Trom­peten-Willy“ gibt den Außen­seiter in dieser Geschichte. Nicht nur, dass er kein Mit­glied ist, er sitzt mit seiner Kneipe auch nicht auf der Schalker Meile. Warum eigent­lich nicht? Meinst du wirk­lich, du belebst die Meile, wenn du da fünf Kneipen hin­haust, die sich gegen­seitig die Gäste weg­nehmen?“, fragt er. Willy hat seinen eigenen Umgang mit dem Schalker Mythos: Er ist Klein­un­ter­nehmer in Sachen Königs­blau. Da ist ja nicht nur die Fuß­ball­kneipe. Er war Prot­ago­nist in einer gerade abge­drehten Doku­men­ta­tion über Fuß­ball­fans, Der 12. Mann“. Er hat in ver­schie­denen Fern­seh­for­maten wie Fan­tausch“ und Frau­en­tausch“ mit­ge­wirkt. Und er schreibt seine Memoiren. Im Grunde ver­sucht der ehe­ma­lige Hartz-IV-Emp­fänger auf seine Weise nichts anderes als der Verein selbst: mit der Tra­di­tion seinen Euro zu machen. Aber darf man ihm das übel nehmen? Ein red­lich bekloppter Schalker ist er allemal. Als er auf dem 50. Geburtstag von Cle­mens Tön­nies die Trom­pete blasen sollte, war er fel­sen­fest ent­schlossen, dem Schalke-Boss eine run­ter­zu­hauen, weil der einst sein Idol Rudi Assauer ent­lassen hatte. Willys Frau konnte ihn erst unter Schei­dungs­an­dro­hung davon abhalten.
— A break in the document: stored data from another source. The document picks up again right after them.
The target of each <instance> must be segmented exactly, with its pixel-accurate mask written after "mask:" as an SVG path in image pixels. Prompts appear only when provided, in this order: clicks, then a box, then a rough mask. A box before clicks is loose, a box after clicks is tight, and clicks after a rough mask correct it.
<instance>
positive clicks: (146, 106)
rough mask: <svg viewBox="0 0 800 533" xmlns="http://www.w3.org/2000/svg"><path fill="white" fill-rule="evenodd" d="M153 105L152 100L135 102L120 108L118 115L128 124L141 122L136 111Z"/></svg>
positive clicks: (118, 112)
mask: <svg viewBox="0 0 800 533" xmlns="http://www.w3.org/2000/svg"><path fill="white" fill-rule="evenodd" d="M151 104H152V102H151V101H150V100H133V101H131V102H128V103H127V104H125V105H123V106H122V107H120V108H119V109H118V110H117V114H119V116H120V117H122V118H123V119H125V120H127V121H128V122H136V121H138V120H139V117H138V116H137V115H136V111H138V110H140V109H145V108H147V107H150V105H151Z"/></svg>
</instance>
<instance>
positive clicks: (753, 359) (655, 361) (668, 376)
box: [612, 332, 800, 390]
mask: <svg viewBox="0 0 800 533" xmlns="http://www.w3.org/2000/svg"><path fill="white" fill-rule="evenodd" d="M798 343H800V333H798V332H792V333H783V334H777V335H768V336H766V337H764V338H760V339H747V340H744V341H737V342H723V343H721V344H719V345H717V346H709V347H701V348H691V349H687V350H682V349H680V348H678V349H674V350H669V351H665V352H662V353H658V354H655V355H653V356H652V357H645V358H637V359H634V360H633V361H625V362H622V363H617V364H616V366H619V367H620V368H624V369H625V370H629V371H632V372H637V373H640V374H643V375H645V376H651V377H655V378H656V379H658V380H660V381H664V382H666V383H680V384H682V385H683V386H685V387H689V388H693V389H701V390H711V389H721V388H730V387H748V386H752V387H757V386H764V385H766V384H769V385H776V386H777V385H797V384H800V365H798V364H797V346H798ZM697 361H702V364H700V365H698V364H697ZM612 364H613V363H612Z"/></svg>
So gesehen hat Cle­mens Tön­nies schon meh­rere brenz­lige Situa­tionen über­standen. Die Sache mit Viagogo nahm kurz nach der Mit­glie­der­ver­samm­lung übri­gens eine über­ra­schende Wen­dung: Der Vor­stand kün­digte den Ver­trag mit der Ticket­börse fristlos. Ob das tat­säch­lich ein Tri­umph der Fans war, sei dahin­ge­stellt. Es hat zumin­dest den Vor­teil, dass man sich auf Schalke erst mal wieder aufs Sport­liche kon­zen­trieren kann. Der Verein soll ja eine junge, sehr inter­es­sante Mann­schaft haben, wie man hört.